Per ora, stando all’indagine, molte grandi aziende hanno riprogettato la propria catena delle forniture rendendola più innovativa in modo da ridurre le criticità, per esempio decidendo di rilocalizzare la produzione per migliorare la sicurezza degli approvvigionamenti, mantenere più scorte al fine di poter sempre far fronte alla domanda o aumentare il numero di fornitori per avere sempre a disposizione i prodotti richiesti dai clienti.

I vantaggi più significativi attesi dagli intervistati sono, nell’ordine, “sostenere la strategia sostenibile” (78%), “aumentare il coinvolgimento dei clienti” (74%) e “migliorare la protezione dell’ambiente” (74%). Realisticamente, a parte il vantaggio di ridurre l’impatto ambientale, l’economia circolare implica significativi vantaggi in termini aziendali per le società manifatturiere in termini di maggiore efficienza, una migliore customer experience, più interesse da parte di azionisti e investitori, maggiore fidelizzazione dei dipendenti e minori rischi di perdere quote di mercato rispetto ai propri competitor più avanzati.

Una scelta difficile (ma inevitabile)

C’è però il rovescio della medaglia.
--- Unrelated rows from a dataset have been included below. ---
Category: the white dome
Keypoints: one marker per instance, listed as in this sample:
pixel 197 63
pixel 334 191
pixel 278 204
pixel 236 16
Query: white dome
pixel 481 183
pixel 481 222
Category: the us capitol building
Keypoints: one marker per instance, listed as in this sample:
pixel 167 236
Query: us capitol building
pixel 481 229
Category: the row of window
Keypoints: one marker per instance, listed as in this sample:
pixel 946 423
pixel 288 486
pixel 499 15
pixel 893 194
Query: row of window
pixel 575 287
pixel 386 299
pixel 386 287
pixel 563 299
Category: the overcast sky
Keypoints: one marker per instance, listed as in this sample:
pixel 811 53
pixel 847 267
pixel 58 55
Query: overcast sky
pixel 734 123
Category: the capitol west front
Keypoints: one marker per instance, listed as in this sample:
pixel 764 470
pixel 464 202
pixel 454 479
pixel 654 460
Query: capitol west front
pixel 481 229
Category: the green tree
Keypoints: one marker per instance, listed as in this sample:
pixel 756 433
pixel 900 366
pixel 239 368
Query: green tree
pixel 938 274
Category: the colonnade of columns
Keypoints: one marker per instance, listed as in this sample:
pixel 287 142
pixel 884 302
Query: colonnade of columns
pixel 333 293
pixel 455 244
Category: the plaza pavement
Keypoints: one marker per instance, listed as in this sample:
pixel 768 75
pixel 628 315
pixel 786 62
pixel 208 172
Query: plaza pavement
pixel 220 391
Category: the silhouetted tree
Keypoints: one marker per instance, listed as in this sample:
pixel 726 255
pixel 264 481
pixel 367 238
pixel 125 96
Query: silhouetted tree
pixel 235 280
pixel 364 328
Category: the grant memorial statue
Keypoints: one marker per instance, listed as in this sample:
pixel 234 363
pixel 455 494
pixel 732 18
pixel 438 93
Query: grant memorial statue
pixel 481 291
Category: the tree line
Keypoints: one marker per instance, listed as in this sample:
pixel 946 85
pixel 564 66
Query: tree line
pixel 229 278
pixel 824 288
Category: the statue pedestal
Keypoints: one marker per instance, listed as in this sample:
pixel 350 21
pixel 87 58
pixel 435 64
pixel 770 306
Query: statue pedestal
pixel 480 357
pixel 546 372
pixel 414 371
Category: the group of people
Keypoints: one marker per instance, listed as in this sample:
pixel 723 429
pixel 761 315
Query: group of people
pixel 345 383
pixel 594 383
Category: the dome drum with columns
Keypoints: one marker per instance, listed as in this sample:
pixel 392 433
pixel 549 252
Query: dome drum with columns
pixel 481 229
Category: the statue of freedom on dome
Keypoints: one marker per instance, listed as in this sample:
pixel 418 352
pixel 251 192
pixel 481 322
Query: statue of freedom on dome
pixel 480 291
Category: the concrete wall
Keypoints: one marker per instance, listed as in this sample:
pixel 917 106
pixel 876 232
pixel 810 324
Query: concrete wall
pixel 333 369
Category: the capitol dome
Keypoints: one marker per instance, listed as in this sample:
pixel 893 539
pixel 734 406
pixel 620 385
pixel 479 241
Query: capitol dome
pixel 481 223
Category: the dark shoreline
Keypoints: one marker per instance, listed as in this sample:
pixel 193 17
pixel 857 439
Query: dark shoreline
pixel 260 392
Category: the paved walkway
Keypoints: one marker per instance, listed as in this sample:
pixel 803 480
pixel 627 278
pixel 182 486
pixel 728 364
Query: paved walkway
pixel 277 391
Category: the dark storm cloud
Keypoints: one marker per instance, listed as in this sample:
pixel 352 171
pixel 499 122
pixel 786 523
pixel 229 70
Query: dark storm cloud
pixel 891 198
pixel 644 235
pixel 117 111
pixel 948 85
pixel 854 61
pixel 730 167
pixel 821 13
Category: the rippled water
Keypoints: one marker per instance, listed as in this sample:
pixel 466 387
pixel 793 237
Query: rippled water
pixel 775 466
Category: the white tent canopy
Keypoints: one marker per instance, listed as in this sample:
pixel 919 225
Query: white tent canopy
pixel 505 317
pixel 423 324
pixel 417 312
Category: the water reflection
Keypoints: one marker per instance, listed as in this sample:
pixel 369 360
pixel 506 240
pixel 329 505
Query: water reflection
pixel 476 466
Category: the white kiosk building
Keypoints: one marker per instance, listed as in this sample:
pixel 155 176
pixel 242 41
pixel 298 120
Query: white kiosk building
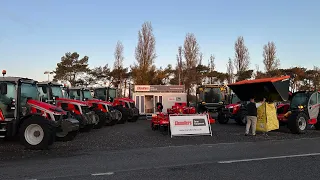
pixel 147 96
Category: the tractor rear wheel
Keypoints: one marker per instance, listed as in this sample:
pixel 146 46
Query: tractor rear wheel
pixel 36 133
pixel 110 121
pixel 124 113
pixel 102 119
pixel 223 118
pixel 317 125
pixel 87 128
pixel 241 118
pixel 298 122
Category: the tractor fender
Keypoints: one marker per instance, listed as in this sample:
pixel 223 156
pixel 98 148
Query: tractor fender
pixel 36 116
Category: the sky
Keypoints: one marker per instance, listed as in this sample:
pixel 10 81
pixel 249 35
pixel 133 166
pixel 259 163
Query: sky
pixel 35 34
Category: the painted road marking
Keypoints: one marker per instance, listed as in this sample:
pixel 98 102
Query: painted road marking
pixel 267 158
pixel 103 174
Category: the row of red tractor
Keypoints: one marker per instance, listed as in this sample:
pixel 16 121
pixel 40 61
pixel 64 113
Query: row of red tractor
pixel 160 121
pixel 41 113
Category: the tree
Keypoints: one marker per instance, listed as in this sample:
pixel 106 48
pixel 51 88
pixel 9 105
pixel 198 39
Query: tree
pixel 270 61
pixel 145 55
pixel 191 54
pixel 118 73
pixel 71 67
pixel 179 64
pixel 211 68
pixel 230 71
pixel 242 58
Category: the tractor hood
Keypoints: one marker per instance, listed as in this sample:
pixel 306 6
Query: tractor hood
pixel 273 89
pixel 72 101
pixel 90 101
pixel 232 105
pixel 42 105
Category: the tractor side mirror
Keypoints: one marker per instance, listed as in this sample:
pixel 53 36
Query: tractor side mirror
pixel 3 88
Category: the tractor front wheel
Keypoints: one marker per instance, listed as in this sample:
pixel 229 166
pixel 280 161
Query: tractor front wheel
pixel 223 118
pixel 124 113
pixel 102 119
pixel 66 137
pixel 36 133
pixel 297 123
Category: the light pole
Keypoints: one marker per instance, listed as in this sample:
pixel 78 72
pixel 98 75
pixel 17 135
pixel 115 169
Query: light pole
pixel 48 73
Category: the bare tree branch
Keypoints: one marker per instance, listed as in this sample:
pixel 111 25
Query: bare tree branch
pixel 242 58
pixel 270 60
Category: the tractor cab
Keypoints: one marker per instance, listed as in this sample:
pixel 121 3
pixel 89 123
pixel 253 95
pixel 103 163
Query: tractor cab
pixel 22 113
pixel 105 93
pixel 304 110
pixel 131 111
pixel 52 93
pixel 211 97
pixel 103 108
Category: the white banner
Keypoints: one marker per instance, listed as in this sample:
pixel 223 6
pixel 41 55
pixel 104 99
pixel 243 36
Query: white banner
pixel 182 125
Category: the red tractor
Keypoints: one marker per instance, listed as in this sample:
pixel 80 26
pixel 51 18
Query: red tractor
pixel 161 121
pixel 282 112
pixel 235 110
pixel 52 93
pixel 105 93
pixel 37 123
pixel 304 111
pixel 128 109
pixel 103 109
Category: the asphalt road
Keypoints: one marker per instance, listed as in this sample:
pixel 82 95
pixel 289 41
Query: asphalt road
pixel 290 159
pixel 133 151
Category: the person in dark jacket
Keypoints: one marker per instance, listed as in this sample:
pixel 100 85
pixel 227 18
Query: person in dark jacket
pixel 251 117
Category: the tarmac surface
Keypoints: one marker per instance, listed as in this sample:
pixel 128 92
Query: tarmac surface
pixel 134 151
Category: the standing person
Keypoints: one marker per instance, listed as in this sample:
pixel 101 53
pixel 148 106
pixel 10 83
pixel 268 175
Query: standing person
pixel 251 117
pixel 159 107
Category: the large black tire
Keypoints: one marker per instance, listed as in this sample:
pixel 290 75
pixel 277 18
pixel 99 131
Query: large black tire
pixel 130 115
pixel 36 133
pixel 135 118
pixel 69 137
pixel 124 113
pixel 317 125
pixel 241 118
pixel 110 121
pixel 223 118
pixel 102 119
pixel 298 123
pixel 83 128
pixel 87 128
pixel 164 130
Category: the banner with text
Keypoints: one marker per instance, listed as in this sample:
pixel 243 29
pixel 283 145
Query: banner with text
pixel 181 125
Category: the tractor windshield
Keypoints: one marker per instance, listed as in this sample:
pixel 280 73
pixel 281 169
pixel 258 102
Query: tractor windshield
pixel 6 101
pixel 87 94
pixel 57 91
pixel 132 105
pixel 235 99
pixel 43 93
pixel 28 91
pixel 100 93
pixel 299 99
pixel 112 94
pixel 211 95
pixel 74 94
Secondo Maggie Slowic, Global Industry Director for Manufacturing di IFS, “le grandi aziende rischiano di dover affrontare costi molto più elevati o di dover risolvere altri problemi finanziari a seguito delle misure adottate per far fronte alle interruzioni delle catene delle forniture”. Parliamo di investimenti in materie prime o componenti più costosi, soprattutto ora con la costante crescita dell’inflazione. Mentre avere più scorte in magazzino significa bloccare somme ingenti, che potrebbero essere investite per sviluppare l’attività.

Nonostante i considerevoli benefici dell’economia circolare, inoltre, la necessità di adottarla può causare notevoli difficoltà alle grandi aziende i cui impianti e processi non sono pronti per gestire la riduzione degli sprechi e il riuso e riciclo dei materiali. A ciò si aggiungono le pesanti ricadute macroeconomiche che le aziende continuano a subire, prima con il Covid e ora con la guerra in Ucraina.

Slowic però non ha dubbi: “le aziende devono subito trovare una soluzione per gestire questi effetti dirompenti sul loro business, accentuati dalla crescente volatilità dei prezzi, effettuare la transizione verso l’economia circolare e affrontare le attuali criticità delle catene di fornitura”. La soluzione? Investire in nuove tecnologie, nella sostenibilità e nelle pratiche commerciali responsabili è la strada. Ovvero, accettare di pagare un costo a breve termine per assicurarsi di avere un futuro.